46. The invention of any one of claims 1-44 or 47-52, wherein half or less than half of the hydroxyl moieties of the first and/or second cyclodextrin derivative compositions are derivatized.

47. A combination composition comprising: a. a first CD derivative composition having a first ADS and a second CD derivative composition having a second ADS, wherein the first CD derivative composition comprises a first type of CD derivative selected from the group consisting of SAE- CD, HAE-CD, AE-CD, SAE-AE-CD, neutral CD, anionic CD, cationic CD, Halo derivatized CD, amino derivatized CD, nitrile derivatized CD, aldehyde derivatized CD, carboxylate derivatized CD, sulfate derivatized CD, sulfonate derivatized CD, mercapto derivatized CD, alkylamino derivatized CD, and succinyl derivatized CD; and b. a second derivative composition comprising a second type of CD derivative selected from the group consisting of SAE-CD, HAE-CD, AE-CD, SAE-AE-CD neutral CD, anionic CD, cationic CD, Halo derivatized CD, amino derivatized CD, nitrile derivatized CD, aldehyde derivatized CD, carboxylate derivatized CD, sulfate derivatized CD, sulfonate derivatized CD, mercapto derivatized CD, alkylamino derivatized CD, and succinyl derivatized CD; wherein the first ADS is lower than the second ADS.

48. The invention of claim 47, wherein the first type of CD derivative and the second type of CD derivative are the same type of CD derivative.

49. The invention of claim 47, wherein the first type of CD derivative and the second type of CD derivative are different types of CD derivatives.

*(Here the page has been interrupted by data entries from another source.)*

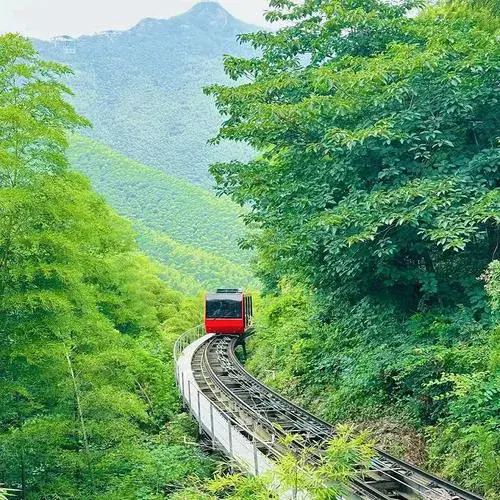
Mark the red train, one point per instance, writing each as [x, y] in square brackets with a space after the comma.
[228, 311]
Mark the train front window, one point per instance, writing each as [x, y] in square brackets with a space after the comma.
[223, 309]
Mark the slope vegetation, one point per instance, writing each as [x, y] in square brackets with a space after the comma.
[181, 225]
[142, 88]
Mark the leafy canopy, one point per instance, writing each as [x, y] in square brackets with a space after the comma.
[378, 134]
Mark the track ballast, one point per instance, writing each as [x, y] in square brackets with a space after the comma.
[265, 417]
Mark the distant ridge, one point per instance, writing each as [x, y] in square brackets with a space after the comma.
[142, 87]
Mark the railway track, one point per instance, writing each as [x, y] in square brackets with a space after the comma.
[264, 417]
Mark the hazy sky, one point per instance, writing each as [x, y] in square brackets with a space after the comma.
[48, 18]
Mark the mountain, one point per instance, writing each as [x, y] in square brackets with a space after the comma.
[142, 88]
[182, 226]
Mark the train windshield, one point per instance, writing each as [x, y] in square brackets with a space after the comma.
[223, 308]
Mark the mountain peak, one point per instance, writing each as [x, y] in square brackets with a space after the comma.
[211, 13]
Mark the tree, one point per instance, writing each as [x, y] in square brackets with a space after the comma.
[82, 374]
[378, 166]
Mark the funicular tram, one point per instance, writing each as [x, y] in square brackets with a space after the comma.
[228, 311]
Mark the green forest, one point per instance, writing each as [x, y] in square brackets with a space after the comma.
[187, 229]
[369, 219]
[377, 193]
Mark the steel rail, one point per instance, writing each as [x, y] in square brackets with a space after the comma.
[240, 393]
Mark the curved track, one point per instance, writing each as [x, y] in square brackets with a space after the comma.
[265, 417]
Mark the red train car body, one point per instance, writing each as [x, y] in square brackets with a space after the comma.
[228, 312]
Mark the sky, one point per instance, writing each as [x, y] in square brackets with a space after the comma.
[49, 18]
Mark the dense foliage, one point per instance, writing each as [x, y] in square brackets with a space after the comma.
[377, 189]
[142, 87]
[180, 225]
[88, 406]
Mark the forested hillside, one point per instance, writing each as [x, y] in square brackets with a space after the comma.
[181, 225]
[377, 191]
[142, 88]
[88, 408]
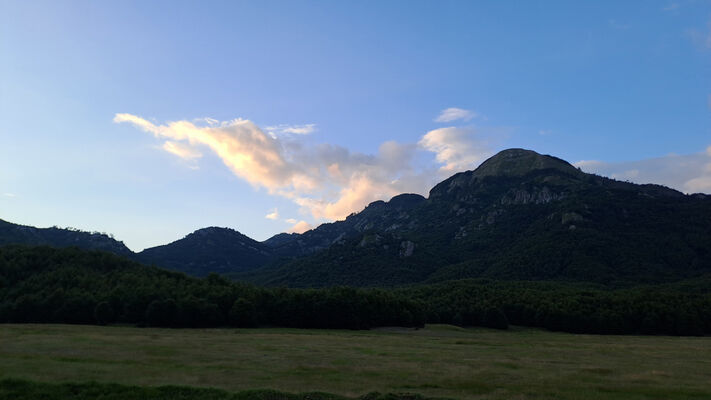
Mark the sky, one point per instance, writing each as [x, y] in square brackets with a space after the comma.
[151, 119]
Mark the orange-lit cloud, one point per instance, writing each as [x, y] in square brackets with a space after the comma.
[327, 181]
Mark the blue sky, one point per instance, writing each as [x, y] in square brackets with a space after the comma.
[149, 120]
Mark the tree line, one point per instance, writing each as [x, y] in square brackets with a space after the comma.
[43, 284]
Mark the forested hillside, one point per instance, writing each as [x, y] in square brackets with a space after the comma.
[519, 216]
[42, 284]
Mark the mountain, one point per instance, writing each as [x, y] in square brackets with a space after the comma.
[219, 250]
[57, 237]
[519, 215]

50. The combination composition of any one of claims 47-49, wherein each of the first and second cyclodextrin derivative compositions comprises plural individual cyclodextrin derivative species differing in individual degree of substitution.

51. The combination composition of any one of claims 47-50, wherein the average degree of substitution of the first composition differs from the average degree of substitution of the second composition by at least 2, 3, 4, 5, 6, 7, or 8.

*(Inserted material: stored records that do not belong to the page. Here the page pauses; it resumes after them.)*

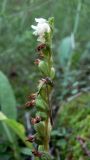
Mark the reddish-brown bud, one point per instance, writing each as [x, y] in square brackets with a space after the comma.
[37, 61]
[30, 138]
[30, 103]
[36, 153]
[40, 47]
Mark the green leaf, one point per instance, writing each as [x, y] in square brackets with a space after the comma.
[7, 99]
[26, 151]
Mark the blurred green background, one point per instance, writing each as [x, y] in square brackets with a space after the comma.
[17, 44]
[71, 53]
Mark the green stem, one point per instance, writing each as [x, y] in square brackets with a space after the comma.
[77, 18]
[46, 141]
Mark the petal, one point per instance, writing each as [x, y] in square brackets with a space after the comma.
[33, 27]
[40, 20]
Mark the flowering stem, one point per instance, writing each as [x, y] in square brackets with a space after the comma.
[46, 141]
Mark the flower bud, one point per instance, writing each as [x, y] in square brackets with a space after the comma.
[30, 103]
[36, 153]
[30, 138]
[40, 47]
[37, 61]
[35, 120]
[33, 96]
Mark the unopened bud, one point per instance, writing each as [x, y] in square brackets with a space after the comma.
[32, 96]
[30, 103]
[30, 138]
[36, 120]
[37, 61]
[40, 47]
[36, 153]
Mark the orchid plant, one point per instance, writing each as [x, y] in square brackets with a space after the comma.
[41, 100]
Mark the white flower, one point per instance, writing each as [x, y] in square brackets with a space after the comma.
[41, 28]
[72, 41]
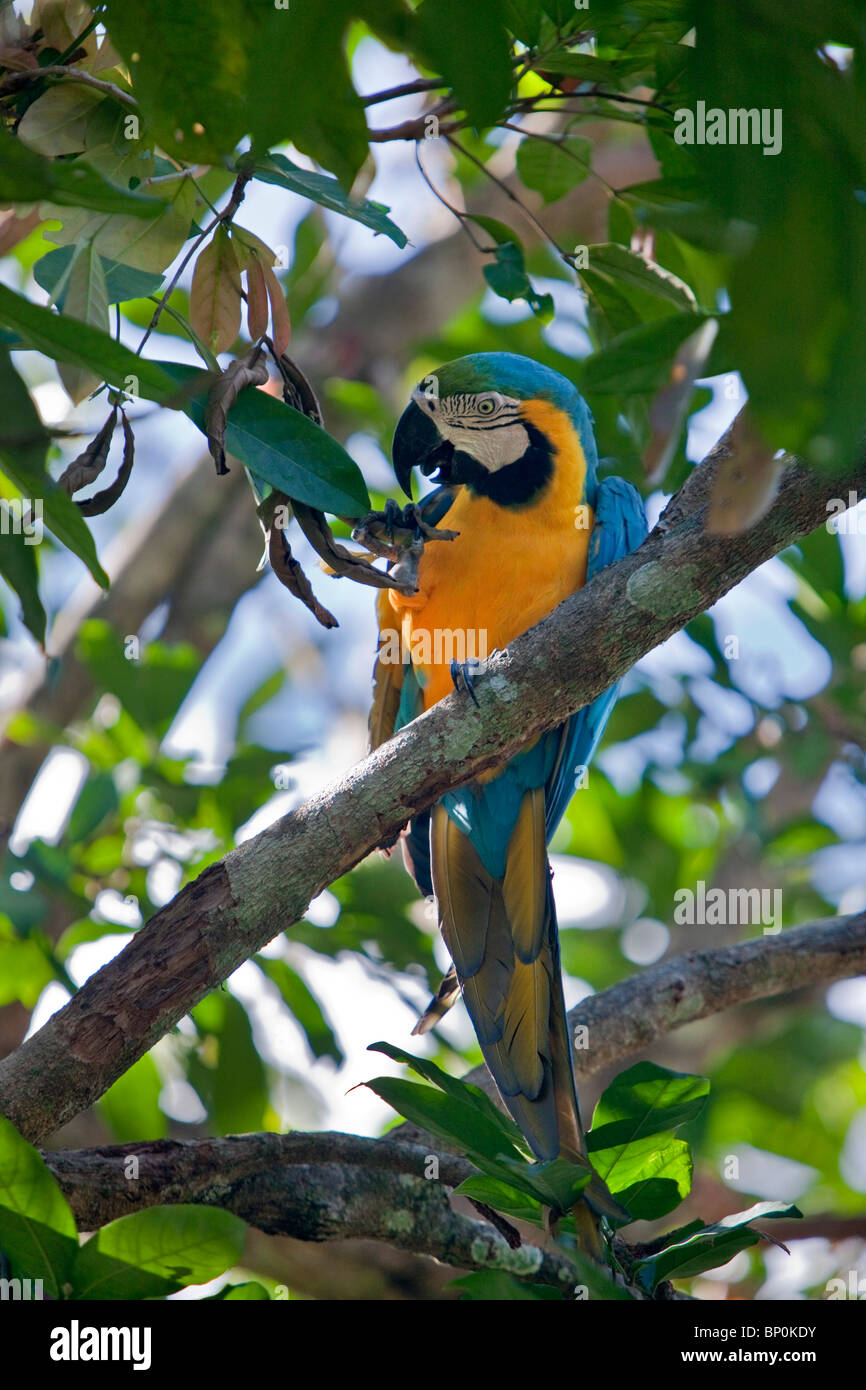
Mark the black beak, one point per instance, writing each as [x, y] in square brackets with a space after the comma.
[417, 444]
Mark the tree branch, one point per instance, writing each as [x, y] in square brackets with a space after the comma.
[310, 1186]
[260, 888]
[331, 1186]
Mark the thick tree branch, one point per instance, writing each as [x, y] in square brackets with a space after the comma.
[259, 890]
[330, 1186]
[309, 1186]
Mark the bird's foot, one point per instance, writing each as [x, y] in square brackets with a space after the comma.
[464, 674]
[396, 530]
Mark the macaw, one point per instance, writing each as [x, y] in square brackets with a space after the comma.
[516, 459]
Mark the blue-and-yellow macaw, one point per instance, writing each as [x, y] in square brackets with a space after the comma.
[517, 470]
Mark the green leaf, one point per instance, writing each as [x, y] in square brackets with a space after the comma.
[498, 1286]
[18, 569]
[86, 299]
[148, 246]
[524, 20]
[27, 177]
[150, 688]
[453, 1086]
[189, 70]
[711, 1247]
[553, 167]
[250, 1292]
[452, 36]
[509, 280]
[38, 1233]
[85, 346]
[96, 799]
[241, 1094]
[312, 103]
[303, 1007]
[499, 231]
[157, 1251]
[22, 448]
[327, 192]
[649, 1176]
[567, 64]
[640, 359]
[446, 1116]
[24, 970]
[616, 263]
[502, 1197]
[645, 1100]
[123, 282]
[131, 1107]
[281, 446]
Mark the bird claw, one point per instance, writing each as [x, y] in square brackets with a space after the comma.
[396, 530]
[463, 677]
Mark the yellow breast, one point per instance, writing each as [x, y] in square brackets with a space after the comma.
[508, 569]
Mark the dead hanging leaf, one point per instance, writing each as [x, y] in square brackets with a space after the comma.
[245, 371]
[88, 466]
[296, 389]
[214, 296]
[253, 245]
[280, 312]
[670, 406]
[102, 501]
[745, 483]
[338, 559]
[291, 574]
[256, 298]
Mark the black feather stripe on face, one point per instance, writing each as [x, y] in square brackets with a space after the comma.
[517, 484]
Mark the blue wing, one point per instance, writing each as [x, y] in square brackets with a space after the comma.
[620, 527]
[488, 812]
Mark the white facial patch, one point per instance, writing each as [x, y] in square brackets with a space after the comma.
[485, 426]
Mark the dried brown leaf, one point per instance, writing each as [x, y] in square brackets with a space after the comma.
[291, 574]
[102, 501]
[214, 296]
[88, 466]
[256, 298]
[745, 483]
[296, 389]
[245, 371]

52. The combination composition of any one of claims 47-51, wherein the first average degree of substitution is in the range of 1 to 6, and the second average degree of substitution is in the range of 5 to 12.

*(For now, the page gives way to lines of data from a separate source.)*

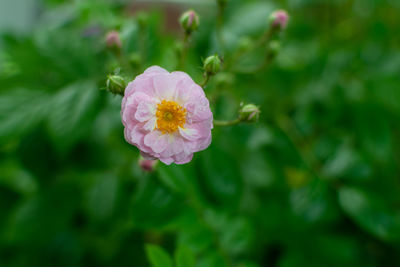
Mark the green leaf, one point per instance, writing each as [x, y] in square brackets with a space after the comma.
[184, 257]
[73, 111]
[157, 256]
[20, 111]
[102, 195]
[371, 213]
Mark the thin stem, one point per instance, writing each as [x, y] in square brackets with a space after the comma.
[205, 81]
[257, 68]
[220, 20]
[227, 123]
[185, 49]
[261, 41]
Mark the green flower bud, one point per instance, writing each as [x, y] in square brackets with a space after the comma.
[115, 84]
[274, 47]
[222, 3]
[224, 79]
[142, 18]
[113, 40]
[135, 59]
[245, 44]
[189, 21]
[212, 64]
[249, 113]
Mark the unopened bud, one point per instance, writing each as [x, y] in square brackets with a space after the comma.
[274, 47]
[245, 44]
[135, 59]
[224, 79]
[249, 113]
[189, 21]
[116, 84]
[279, 19]
[212, 64]
[142, 18]
[222, 3]
[147, 165]
[113, 40]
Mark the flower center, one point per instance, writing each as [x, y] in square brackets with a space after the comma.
[170, 115]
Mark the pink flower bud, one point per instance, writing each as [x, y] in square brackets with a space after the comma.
[279, 19]
[147, 165]
[189, 21]
[113, 39]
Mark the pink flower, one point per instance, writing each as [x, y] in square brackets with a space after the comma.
[147, 165]
[113, 39]
[279, 19]
[166, 115]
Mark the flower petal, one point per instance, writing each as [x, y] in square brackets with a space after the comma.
[145, 110]
[157, 141]
[190, 134]
[165, 86]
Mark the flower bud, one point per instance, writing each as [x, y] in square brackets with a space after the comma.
[135, 59]
[212, 64]
[113, 40]
[274, 47]
[249, 113]
[224, 80]
[279, 19]
[189, 21]
[147, 165]
[222, 3]
[116, 84]
[142, 18]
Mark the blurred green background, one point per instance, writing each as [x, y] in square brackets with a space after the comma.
[315, 183]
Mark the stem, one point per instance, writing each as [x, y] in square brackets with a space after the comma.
[227, 123]
[263, 39]
[205, 81]
[185, 49]
[257, 68]
[220, 20]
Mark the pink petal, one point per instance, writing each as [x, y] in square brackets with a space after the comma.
[157, 141]
[190, 134]
[164, 86]
[145, 110]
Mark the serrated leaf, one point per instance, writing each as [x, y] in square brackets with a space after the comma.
[73, 109]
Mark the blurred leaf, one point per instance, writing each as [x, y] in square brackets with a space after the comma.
[221, 177]
[157, 256]
[20, 111]
[102, 196]
[184, 257]
[371, 213]
[73, 109]
[16, 178]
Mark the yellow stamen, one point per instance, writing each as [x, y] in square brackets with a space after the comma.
[170, 115]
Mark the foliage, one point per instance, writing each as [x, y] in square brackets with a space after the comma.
[314, 183]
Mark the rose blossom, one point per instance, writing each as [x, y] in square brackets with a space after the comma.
[166, 115]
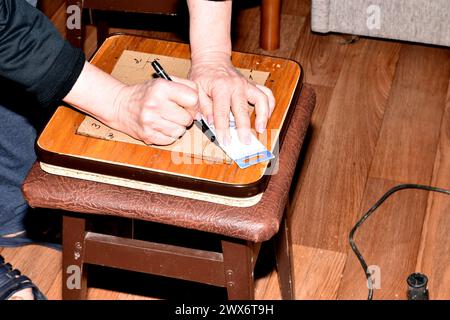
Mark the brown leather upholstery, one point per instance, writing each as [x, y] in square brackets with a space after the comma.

53. A method of improving the performance of a first cyclodextrin derivative composition comprising adding a second cyclodextrin derivative composition to the first cyclodextrin derivative composition thereby forming a combination composition of the invention, the combination composition exhibiting enhanced performance over the first cyclodextrin derivative composition.

54. An active combination composition comprising: a) one or more active agents; b) a first cyclodextrin derivative composition having a first binding constant for the one or more active agents; and b) a second cyclodextrin derivative composition having a second binding constant for the one or more active agents, wherein the second binding constant is at least two-fold, at least three-fold, at least four-fold, at least five fold, at least ten-fold, at least twenty- fold, at least fifty-fold, at least 100-fold, at least 500- fold, at least 1000-fold higher than the first binding constant.

55. The active combination composition of claim 54 possessing enhanced performance over an active composition comprising the one or more active agents and just one of the two cyclodextrin derivative compositions.